Feel Your Best with Yoga: Cancer Treatment and Recovery
Life changes in an instant with a diagnosis of cancer. It’s like a big wave crashing through the house rearranging everything. How do you manage the big wave? The ancient science of yoga provides useful tools for coping with the diagnosis and treatments and supporting optimal health in recovery.
How Yoga Helps
Yoga therapy (the therapeutic application of the tools of yoga) can help increase energy, reduce fatigue, reduce stress and anxiety, improve sleep, manage pain, and improve psychological health, including depression.
One of the most important self-care strategies for cancer is caring for your immune system. A tailored yoga practice does this by reducing stress, improving sleep and promoting better digestion. Yoga, along with nutritious food, adequate sleep, regular exercise, social support and other therapies, promotes the optimal functioning of your immune system during and after treatment.
Yoga Adapted for Your Needs
A yoga practice for cancer treatment and recovery is adapted to the person to help with their unique and very individual experience. Yoga practice might include yoga postures, breathing practices, guided relaxation, sound, meditation or other practices. The tools used are always tailored to the person’s interests and needs. There is no “one-size-fits-all” yoga approach when it comes to the type of cancer, the treatments or the recovery.
Short, Simple and Practical
My clients often find that short, simple practice tools tailored for their specific needs are the most beneficial. Many people with cancer find that simple breathing practices are extremely helpful in managing nausea, stress, fatigue and sleep. Yoga breath practice (pranayama) can be tailored for managing specific symptoms.
One of my yoga therapy clients, a woman with breast cancer, found that her yoga practice helped her throughout her day. She did a short breathing practice in bed in the morning to increase her energy, a short mid-day practice of 4 gentle postures to help manage stress and pain, and a walk outside before dinner to connect with nature, something that brought great meaning to her life and helped her feel better. She was also equipped with other yoga tools to use as needed to manage fatigue and improve sleep. Through our work together, she was able to better understand the relationship between stress, anxiety and pain and how she could control stress and anxiety through her breath, rest, movement, and other yoga tools.
If you are interested in yoga as a tool for managing cancer treatment and recovery, seek out the services of a Yoga Therapist or a yoga teacher with specialized training in cancer. It’s usually best to work one-on-one, especially while undergoing any treatments, so that the practice is adapted to your needs.

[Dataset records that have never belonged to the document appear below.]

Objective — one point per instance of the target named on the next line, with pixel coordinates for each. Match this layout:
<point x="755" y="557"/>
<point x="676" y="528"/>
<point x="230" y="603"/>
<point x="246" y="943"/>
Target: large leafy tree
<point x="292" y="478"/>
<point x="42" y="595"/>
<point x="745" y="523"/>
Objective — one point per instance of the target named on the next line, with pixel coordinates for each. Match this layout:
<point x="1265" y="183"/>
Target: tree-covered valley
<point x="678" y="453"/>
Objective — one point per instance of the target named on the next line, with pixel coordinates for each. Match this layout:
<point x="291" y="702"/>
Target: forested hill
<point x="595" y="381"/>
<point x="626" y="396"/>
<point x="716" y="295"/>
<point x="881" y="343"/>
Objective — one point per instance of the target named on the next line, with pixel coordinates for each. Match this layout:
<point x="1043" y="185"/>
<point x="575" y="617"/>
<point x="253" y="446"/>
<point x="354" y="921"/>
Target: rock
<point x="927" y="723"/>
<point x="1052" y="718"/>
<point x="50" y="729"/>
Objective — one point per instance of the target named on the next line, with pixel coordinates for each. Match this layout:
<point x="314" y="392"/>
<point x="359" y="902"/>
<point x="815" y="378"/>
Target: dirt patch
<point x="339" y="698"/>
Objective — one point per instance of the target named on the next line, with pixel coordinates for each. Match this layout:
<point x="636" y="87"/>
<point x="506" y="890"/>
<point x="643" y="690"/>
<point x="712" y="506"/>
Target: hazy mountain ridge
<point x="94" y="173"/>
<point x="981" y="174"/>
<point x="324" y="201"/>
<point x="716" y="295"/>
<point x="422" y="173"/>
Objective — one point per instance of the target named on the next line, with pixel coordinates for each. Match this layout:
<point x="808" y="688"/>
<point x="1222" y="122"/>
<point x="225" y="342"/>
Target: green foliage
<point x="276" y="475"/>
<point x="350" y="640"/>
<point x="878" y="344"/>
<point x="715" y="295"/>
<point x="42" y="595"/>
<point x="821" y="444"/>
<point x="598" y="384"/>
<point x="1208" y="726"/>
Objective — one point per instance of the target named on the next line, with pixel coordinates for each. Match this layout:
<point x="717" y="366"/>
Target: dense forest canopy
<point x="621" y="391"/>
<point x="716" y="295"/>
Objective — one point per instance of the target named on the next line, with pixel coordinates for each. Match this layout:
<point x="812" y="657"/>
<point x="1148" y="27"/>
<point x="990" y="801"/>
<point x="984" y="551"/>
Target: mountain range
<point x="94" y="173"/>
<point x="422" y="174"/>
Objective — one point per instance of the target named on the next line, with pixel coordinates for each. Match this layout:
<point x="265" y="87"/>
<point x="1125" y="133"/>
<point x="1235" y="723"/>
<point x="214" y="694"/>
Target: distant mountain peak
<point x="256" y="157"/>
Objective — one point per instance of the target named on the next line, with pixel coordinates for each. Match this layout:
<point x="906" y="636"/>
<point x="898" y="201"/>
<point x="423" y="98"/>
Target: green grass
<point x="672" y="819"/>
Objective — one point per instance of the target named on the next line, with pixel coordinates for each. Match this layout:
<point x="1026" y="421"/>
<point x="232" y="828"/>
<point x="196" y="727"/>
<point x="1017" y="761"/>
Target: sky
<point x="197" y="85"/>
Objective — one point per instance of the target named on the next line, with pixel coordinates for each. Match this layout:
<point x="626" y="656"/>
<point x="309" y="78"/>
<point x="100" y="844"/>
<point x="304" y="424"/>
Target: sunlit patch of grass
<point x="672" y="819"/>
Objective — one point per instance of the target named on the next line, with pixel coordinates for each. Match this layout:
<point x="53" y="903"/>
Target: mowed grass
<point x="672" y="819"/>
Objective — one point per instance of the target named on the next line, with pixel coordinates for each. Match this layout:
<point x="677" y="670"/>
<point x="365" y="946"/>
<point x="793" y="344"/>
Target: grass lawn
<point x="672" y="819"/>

A Yoga Tool: The Calming Breath
Sit upright in a chair with your feet firmly placed on the floor. Begin to notice the flow of your breath and make your breath smooth through the inhale and exhale. Control the flow of your breath through the throat area so that you can hear your own breath. Then progressively make your inhale and exhale longer, keeping your inhale and exhale equal in length. Do this for 6 breaths. Then make your exhale 2 – 3 seconds longer than your inhale. Do this for 12 breaths. Then gradually allow your breath to soften back to a normal. Notice the effects of the breath practice for you.